Towards my personal Sex-Positive Feminist 101

There’s an aphorism from the early 1900s literary critic André Maurois: “The difficult part in an argument is not to defend one’s opinion but to know it.” Even though I identify as an activist and genuinely want to make a real impact on the world based on my beliefs … I often think that much of my blogging has been more an attempt to figure out what I believe, than to tell people what I believe. And sometimes, I fall into the trap of wanting to be consistent more than I want to understand what I really believe — or more than I want to empathize with other people — or more than I want to be correct. We all gotta watch out for that.

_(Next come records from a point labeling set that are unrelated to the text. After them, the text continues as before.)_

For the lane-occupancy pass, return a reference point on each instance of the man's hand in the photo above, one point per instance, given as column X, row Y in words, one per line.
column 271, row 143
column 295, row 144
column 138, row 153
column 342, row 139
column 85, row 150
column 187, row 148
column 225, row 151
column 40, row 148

But I’m getting too philosophical here. (Who, me?) The point is, I am hesitant to write something with a title like “Sex-Positive 101”, because not only does it seem arrogant (who says Clarisse Thorn gets to define Sex-Positive 101?) — it also implies that my thoughts on sex-positivity have come to a coherent, standardized end. Which they haven’t! I’m still figuring things out, just like everyone else.

However, lately I’ve been thinking that I really want to write about some basic ideas that inform my thoughts on sex-positive feminism. I acknowledge that I am incredibly privileged (white, upper-middle-class, heteroflexible, cisgendered etc) and coming mostly from a particular community, the BDSM community; both of these factors inform and limit the principles that underpin my sex-positivity. I welcome ideas for Sex-Positive Feminism 101, links to relevant 101 resources, etc.

This got really long, and I reserve the right to edit for clarity or sensitivity.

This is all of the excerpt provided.